It’s the great American dream. Many entrepreneurs imagine opening and growing a successful restaurant, whether they’ve worked in the industry or they’ve simply seen how lucrative it can be. With so many people relying on restaurants for at least one meal per week, the industry is likely to continue to thrive in the coming years.

But like any business, starting a restaurant comes with a unique set of challenges. The more research you can do up front, the more likely you’ll be to tackle those challenges with grace. This guide is designed to help you gather all of the resources you need to start your own restaurant.

Benefits of owning a restaurant

If you’re a savvy manager, owning a restaurant can be a profitable venture. The restaurant industry has grown exponentially over the years and is continuing its momentum. With $799 billion in sales in 2017 and 1.6 million new jobs expected to be created by 2027, this industry is thriving.

The dynamism of the industry puts would-be restaurateurs in a position to succeed. Lenders are taking notice — seeking funding for a restaurant may be easier than you were expecting. And the Internet is opening up new possibilities in restaurant management. A restaurant that offers curbside takeout or delivery through a service like GrubHub or Uber Eats may find that they thrive as the popularity of on-demand takeout increases.

Owning a restaurant gives you the satisfaction of having your own business. And restaurants – more than many other businesses types – allow you to develop a strong relationship with your local community. Local residents tend to be excited to hear that a new restaurant is in town, and if you open strong, those customers are likely to spread the word to everyone they know.

With all this wind at your back, opening a restaurant could be good investment, not to mention a satisfying and creative way to run your own show.

Challenges of owning a restaurant

Although you’ll read many dire statistics about the restaurant industry, a comprehensive 2014 study found that only 17% of full-service restaurants fail in the first year. In fact, restaurants fail at a lower rate than other new service-based businesses, which fail at a rate of 19% in the first year. The median lifespan of a new service-based business is 4.25 years, but restaurants survive slightly longer — 4.5 years.

Still, you will face challenges, most notably the unpredictability of the economy. Even if you open in strong economic conditions, that can change from one year to the next. Over multiple decades you’re sure to ride a roller coaster of business conditions. But if you can weather tough times, you’ll know you can make it over the long haul.

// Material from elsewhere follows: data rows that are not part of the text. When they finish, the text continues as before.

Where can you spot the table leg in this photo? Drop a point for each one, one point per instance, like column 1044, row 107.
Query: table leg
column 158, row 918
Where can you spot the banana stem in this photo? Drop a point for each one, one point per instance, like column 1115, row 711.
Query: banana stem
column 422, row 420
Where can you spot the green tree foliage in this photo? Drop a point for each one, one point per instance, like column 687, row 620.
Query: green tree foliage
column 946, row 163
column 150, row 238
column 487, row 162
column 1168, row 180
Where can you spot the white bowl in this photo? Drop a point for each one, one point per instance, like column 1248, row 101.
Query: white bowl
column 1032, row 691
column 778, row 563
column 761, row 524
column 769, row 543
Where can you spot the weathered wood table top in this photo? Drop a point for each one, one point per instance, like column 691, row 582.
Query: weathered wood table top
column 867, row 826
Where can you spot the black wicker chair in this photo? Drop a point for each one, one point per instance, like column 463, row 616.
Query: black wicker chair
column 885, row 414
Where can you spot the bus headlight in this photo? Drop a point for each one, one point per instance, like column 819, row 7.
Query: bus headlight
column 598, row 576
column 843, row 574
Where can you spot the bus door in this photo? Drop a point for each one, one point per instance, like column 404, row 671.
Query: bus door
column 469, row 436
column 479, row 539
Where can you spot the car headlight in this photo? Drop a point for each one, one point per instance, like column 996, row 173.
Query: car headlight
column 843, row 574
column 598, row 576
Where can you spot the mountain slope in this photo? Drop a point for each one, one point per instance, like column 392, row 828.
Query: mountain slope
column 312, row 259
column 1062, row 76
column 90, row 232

The challenges you will face are diverse, including staffing, managing budgets and people, managing consistency, and ensuring marketing and legal concerns are taken care of. The key to confront those challenge successfully, says Dean Small, founder and managing partner of SYNERGY Restaurant Consultants, is “running it as a financial business enterprise and not as a place to entertain your friends and your family. Oftentimes people think it’ll be a lot of fun, but the reality is it’s a lot of work.”

A common complaint of restaurant owners is the difficulty in finding and retaining good workers. With average hourly pay in the $10 range, your servers and bartenders will likely rely on tips to make a living. Managers can ensure reduced turnover by following the 80/20 rule, which requires that employees who take tips only do side work for a maximum of 20% of their time on shift.

Even if you stick to that, though, the youth and transience of many restaurant workers can present challenges. Many restaurants attract employees who are still in high school and college. Others use restaurant work to fill in while they pursue other career options. These types of workers frequently move on quickly, resulting in high turnover. If your area has a heavy concentration of restaurants and shops, you’ll also compete with local businesses for the talent pool in that wage range.

One challenge restaurant owners face is the large contingent of foreign-born talent that the industry employs. It’s important to verify that all workers have the necessary employment documentation and that it is up to date. There also may be language barriers for those employees who may not speak fluent English, highlighting the importance of having at least one multilingual team leader.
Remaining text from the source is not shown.